The fish are in, they were very shy in the beginning, only swimming in the back of the tank under the hanging planters. After a while they started swimming around in the rest of the tank, but they quickly retreated in the covered areas when they felt threatened. They ate a bit but not with much appetite, I will try some newly hatched BBS which will probably do the trick...


----------



## Edvet (17 Oct 2019)

Add some floaters to gove some xtra cover.


----------



## MaverickGR (17 Oct 2019)

Yes, I have some _Pistia _growing in a different tank so I will be adding some of that...


----------



## MaverickGR (19 Oct 2019)

Today I saw two males competing, they had developed a darker colour band on their sides. The fish hang out more in the open space generally. It seems they have started habituating in their new home 

Στάλθηκε από το Mi A2 μου χρησιμοποιώντας Tapatalk


----------



## Edvet (19 Oct 2019)

https://journals.plos.org/plosone/article/figures?id=10.1371/journal.pone.0183069


----------



## MaverickGR (19 Oct 2019)

Thanks, I've seen this paper, I've looked for all relevant published articles before purchasing them (I happen to be a Biologist ). Truly fascinating fish!

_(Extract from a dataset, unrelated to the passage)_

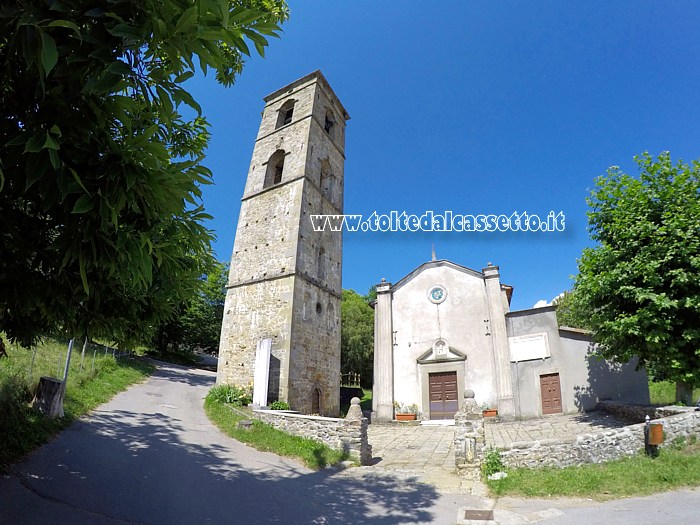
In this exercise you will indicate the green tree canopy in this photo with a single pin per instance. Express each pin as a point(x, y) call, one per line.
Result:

They seem to enjoy the added _Pistia _too...


----------



## Sarpijk (21 Oct 2019)

Ηi, Maverick! Great riparium setup!


----------



## MaverickGR (29 Oct 2019)

A small update, the fish seem well habituated, they swim everywhere in the tank and are not too frightened when I pass by. They also have a good appetite now (in the beginning they were a bit hesitant to eat)! Males are sparring occasionally and the females have started developing an orange hue above their bellies, but I haven't seen any other signs of breeding behaviour (leaps etc).


----------



## MaverickGR (4 Nov 2019)

Hello again, one of the males has been repeatedly leaping on the front panel of the tank for the last two days. I assume he has picked this spot because it has very little water flow/surface agitation. He chases away all the other males that enter this area, but he also chases females away, which I found weird... Perhaps he can tell that they're not ready to mate from their behaviour/posture? I'd appreciate some info on how to tell if the females are ready for breeding or not 

Last time I measured my parameters, I had a pH of 8.03, dGH 10 and dKH 6, which are all on the high end of their range. I was thinking of adding some peat moss to lower the pH and soften the water a bit, but since I am already seeing some first signs of spawning behaviour, perhaps I shouldn't really change things... What do you think?


----------



## MaverickGR (6 Nov 2019)

I got the first eggs today on the front panel!  I saw some increased activity last night, females were very close to the male doing the test leaps. Today I found the eggs, they were probably laid very early in the morning. I saw the male splashing them once before I left for work. Since it's a very small batch (probably their first try) I will just leave them there to see what happens and I'll wait for a larger batch to try and raise some fry.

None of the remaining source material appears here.